The Chinese government is making efforts to solve possible security risks for government agencies after Microsoft stopped providing security updates for Windows XP, an official said on Tuesday.

“Security problems could arise because of a lack of technical support after Microsoft stopped providing services, making computers with XP vulnerable to hackers,” Yan Xiaohong, National Copyright Administration deputy director, told a press conference.

Microsoft ended support for the 13-year-old Windows XP, which remains a major operating system for Chinese computer users, after April 8, and advised users to upgrade to Windows 8.1 and get a new PC if necessary.

“Windows 8 is fairly expensive and will increase government procurement costs,” he said, adding that relevant authorities are negotiating with Microsoft over the issue.
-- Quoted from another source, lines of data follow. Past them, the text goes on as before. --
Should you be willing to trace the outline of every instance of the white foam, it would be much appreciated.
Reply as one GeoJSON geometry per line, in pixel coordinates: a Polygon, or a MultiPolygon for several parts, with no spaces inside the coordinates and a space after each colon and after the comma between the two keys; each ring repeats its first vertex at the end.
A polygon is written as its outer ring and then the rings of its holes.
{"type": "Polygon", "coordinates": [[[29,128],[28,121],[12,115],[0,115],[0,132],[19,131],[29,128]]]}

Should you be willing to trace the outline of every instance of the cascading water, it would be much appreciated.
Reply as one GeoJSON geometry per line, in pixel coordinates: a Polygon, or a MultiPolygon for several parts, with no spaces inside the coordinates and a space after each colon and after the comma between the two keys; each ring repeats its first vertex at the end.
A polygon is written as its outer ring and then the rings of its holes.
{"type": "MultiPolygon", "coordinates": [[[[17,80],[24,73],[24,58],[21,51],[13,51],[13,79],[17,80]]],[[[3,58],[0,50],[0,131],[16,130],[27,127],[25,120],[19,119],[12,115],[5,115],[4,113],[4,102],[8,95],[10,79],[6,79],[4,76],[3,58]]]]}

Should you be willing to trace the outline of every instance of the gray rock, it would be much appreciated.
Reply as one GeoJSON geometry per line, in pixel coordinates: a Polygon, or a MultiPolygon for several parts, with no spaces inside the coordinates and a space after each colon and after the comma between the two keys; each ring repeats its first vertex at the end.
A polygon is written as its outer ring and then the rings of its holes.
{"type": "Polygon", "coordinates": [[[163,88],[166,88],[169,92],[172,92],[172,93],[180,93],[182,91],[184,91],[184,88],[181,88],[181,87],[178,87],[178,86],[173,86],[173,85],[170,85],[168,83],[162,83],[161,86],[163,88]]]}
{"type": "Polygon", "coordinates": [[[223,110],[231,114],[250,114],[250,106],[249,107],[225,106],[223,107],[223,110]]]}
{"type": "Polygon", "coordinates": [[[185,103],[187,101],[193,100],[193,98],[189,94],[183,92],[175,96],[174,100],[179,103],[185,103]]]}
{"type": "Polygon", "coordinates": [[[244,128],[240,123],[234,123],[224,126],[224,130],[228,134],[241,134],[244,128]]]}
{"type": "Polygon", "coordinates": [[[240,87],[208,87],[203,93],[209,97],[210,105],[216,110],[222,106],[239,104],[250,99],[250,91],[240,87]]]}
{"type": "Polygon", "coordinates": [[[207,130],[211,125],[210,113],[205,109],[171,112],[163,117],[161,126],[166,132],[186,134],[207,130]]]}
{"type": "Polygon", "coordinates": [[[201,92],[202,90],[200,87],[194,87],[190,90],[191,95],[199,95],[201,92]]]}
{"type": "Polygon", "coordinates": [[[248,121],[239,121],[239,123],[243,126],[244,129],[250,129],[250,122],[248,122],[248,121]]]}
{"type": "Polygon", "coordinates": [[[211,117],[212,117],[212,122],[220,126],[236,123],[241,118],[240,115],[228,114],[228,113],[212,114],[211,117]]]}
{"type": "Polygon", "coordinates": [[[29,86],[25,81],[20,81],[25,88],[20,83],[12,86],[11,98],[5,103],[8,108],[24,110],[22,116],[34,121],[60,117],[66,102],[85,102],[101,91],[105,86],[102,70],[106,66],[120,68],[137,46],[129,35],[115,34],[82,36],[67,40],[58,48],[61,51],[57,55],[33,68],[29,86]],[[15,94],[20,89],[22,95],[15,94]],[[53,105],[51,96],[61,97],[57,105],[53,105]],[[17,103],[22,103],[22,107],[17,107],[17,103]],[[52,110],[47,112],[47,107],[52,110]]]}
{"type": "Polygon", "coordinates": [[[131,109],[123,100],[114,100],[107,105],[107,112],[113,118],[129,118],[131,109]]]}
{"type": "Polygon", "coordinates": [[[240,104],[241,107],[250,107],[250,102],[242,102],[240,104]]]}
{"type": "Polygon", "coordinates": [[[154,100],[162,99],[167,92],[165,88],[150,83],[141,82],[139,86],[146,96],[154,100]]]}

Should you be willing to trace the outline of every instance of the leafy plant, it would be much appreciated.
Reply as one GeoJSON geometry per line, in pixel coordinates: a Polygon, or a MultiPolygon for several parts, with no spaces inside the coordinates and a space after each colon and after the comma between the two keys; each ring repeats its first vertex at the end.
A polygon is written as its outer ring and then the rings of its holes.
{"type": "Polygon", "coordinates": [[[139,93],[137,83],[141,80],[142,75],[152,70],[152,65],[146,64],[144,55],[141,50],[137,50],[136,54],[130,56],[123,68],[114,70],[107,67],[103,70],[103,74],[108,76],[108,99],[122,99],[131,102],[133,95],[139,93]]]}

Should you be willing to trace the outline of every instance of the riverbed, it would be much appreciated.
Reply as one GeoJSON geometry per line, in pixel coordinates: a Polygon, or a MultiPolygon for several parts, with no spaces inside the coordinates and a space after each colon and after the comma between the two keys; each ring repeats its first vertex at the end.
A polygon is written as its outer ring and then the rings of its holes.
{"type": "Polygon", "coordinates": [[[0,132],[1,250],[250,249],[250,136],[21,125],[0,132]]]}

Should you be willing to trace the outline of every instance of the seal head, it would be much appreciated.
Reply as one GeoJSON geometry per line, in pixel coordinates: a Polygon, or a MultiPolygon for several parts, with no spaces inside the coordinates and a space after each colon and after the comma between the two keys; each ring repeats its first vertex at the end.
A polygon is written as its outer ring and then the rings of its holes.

Windows 8 is sold for 888 yuan (142 U.S. dollars) in China.

To protect the 13-year-old operating system and help users continue using it, Chinese security providers have released specialized XP-protection products.

“The government is conducting appraisal of related security products and will promote use of such products to safeguard users’ information security,” Yan said.

The Chinese government has invested hundreds of millions of U.S. dollars in buying copyrighted software since 2010, when China launched an anti-piracy drive among government agencies, according to Yan.

By the end of 2013, all government agencies above the county level had been examined, and their practices of buying pirated software had been corrected, he said.

The government has also been moving to extend the campaign to big state-owned enterprises in recent years, according to Yan.